Turkish police detained 357 suspects in a nationwide operation against the ISIS group on Tuesday, the interior minister said, a day after three police officers and six militants were killed in a gunfight in northwest Türkiye. Interior Minister Ali Yerlikaya said authorities carried out raids in 21 provinces across the country.

"Just as we have never given an opportunity to those who try to bring this country to its knees with ‌terrorism, we will never ‌give them an opportunity in the ‌future ⁠either," he ‌said on X.

Earlier, the Istanbul prosecutor's office had said police raided 114 addresses in Istanbul and two other provinces, and various digital materials and documents were seized.

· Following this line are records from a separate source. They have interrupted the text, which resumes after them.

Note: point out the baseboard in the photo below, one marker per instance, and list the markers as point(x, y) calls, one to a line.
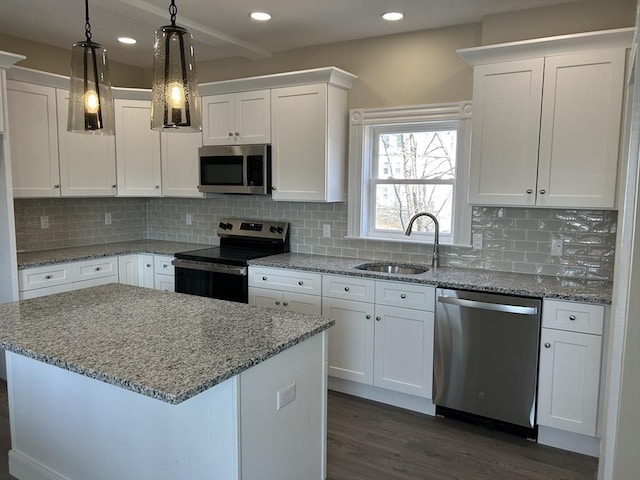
point(574, 442)
point(382, 395)
point(25, 468)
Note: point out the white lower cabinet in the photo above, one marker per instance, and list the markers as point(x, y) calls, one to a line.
point(570, 358)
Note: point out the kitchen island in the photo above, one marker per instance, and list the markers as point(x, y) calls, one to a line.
point(125, 382)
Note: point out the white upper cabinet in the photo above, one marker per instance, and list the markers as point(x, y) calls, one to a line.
point(546, 120)
point(180, 164)
point(87, 162)
point(237, 118)
point(34, 139)
point(137, 150)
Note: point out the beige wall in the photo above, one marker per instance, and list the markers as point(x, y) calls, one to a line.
point(574, 17)
point(58, 60)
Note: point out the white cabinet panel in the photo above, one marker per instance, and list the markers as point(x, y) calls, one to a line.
point(404, 350)
point(568, 390)
point(137, 150)
point(34, 140)
point(87, 161)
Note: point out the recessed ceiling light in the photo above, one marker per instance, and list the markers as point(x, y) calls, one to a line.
point(393, 16)
point(260, 16)
point(127, 40)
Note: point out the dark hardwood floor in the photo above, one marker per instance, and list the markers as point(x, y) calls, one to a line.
point(370, 441)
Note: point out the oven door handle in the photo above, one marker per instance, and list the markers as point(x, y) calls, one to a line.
point(209, 267)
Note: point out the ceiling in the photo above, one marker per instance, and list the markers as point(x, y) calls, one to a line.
point(222, 28)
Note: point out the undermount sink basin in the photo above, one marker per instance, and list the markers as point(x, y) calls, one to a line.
point(399, 268)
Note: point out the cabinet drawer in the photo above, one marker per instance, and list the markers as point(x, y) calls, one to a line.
point(47, 276)
point(348, 288)
point(95, 268)
point(421, 297)
point(285, 280)
point(572, 316)
point(162, 264)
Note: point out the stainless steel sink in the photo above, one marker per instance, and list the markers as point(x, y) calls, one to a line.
point(399, 268)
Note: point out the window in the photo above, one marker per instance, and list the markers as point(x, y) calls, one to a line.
point(409, 160)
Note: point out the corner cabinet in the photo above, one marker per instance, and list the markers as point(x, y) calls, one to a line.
point(546, 120)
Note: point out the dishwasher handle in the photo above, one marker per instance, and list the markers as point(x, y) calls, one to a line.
point(496, 307)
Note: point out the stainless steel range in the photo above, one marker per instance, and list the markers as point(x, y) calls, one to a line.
point(222, 272)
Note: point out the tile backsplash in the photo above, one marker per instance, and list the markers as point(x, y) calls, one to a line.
point(514, 239)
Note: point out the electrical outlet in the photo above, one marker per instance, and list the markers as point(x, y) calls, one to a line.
point(286, 395)
point(556, 247)
point(477, 241)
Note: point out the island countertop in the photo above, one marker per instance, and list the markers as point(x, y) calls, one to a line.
point(164, 345)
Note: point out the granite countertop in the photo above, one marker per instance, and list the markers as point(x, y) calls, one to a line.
point(72, 254)
point(165, 345)
point(588, 291)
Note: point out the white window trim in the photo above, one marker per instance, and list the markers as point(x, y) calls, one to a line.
point(362, 122)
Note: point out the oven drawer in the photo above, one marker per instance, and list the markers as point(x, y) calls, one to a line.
point(285, 280)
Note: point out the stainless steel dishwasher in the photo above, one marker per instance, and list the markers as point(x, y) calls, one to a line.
point(486, 358)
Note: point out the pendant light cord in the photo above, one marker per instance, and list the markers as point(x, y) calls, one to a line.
point(87, 25)
point(173, 10)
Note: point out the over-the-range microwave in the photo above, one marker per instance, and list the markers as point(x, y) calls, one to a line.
point(244, 169)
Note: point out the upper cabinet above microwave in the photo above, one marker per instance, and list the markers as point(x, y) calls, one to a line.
point(546, 120)
point(237, 118)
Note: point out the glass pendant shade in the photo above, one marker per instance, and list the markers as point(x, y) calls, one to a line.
point(175, 105)
point(90, 98)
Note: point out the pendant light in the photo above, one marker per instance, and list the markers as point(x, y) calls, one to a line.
point(90, 99)
point(175, 105)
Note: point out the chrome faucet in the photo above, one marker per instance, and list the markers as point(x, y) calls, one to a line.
point(435, 259)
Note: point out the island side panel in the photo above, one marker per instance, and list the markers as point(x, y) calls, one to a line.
point(68, 426)
point(289, 443)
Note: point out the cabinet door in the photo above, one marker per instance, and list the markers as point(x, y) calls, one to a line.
point(180, 164)
point(128, 269)
point(34, 140)
point(569, 380)
point(137, 150)
point(350, 339)
point(580, 129)
point(403, 359)
point(218, 119)
point(87, 162)
point(299, 139)
point(253, 117)
point(507, 98)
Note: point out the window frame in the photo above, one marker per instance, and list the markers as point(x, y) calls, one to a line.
point(363, 125)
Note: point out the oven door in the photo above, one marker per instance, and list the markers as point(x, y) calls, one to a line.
point(224, 282)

Police clashed with the militants on Monday in an eight-hour siege at a house in the town of Yalova, on the Sea of Marmara coast south of Istanbul, a week after more than 100 suspected ⁠ISIS members were detained in connection with alleged plans to carry out Christmas and ‌New Year attacks.

Eight police officers and another ‍security force member were wounded in ‍the raid on that property, which was one of more ‍than 100 addresses targeted by authorities on Monday.

Türkiye has stepped up operations against suspected ISIS militants this year, as the group returns to prominence globally.

The US says it carried out a strike against the militants in northwest Nigeria last week, while two gunmen who attacked a Hanukkah event at Sydney's Bondi Beach this month appeared to be inspired ⁠by ISIS, Australian police have said. On December 19, the US military launched strikes against dozens of ISIS targets in Syria in retaliation for an attack on American personnel.

Almost a decade ago, the extremist group was blamed for a series of attacks on civilian targets in Türkiye, including gun attacks on an Istanbul nightclub and the city's main airport, killing dozens of people. Türkiye was a key transit point for foreign fighters, including those of ISIS, entering and leaving Syria during the war there.

Police have carried out regular operations against the group in subsequent ‌years and there have been few attacks since the wave of violence between 2015-2017.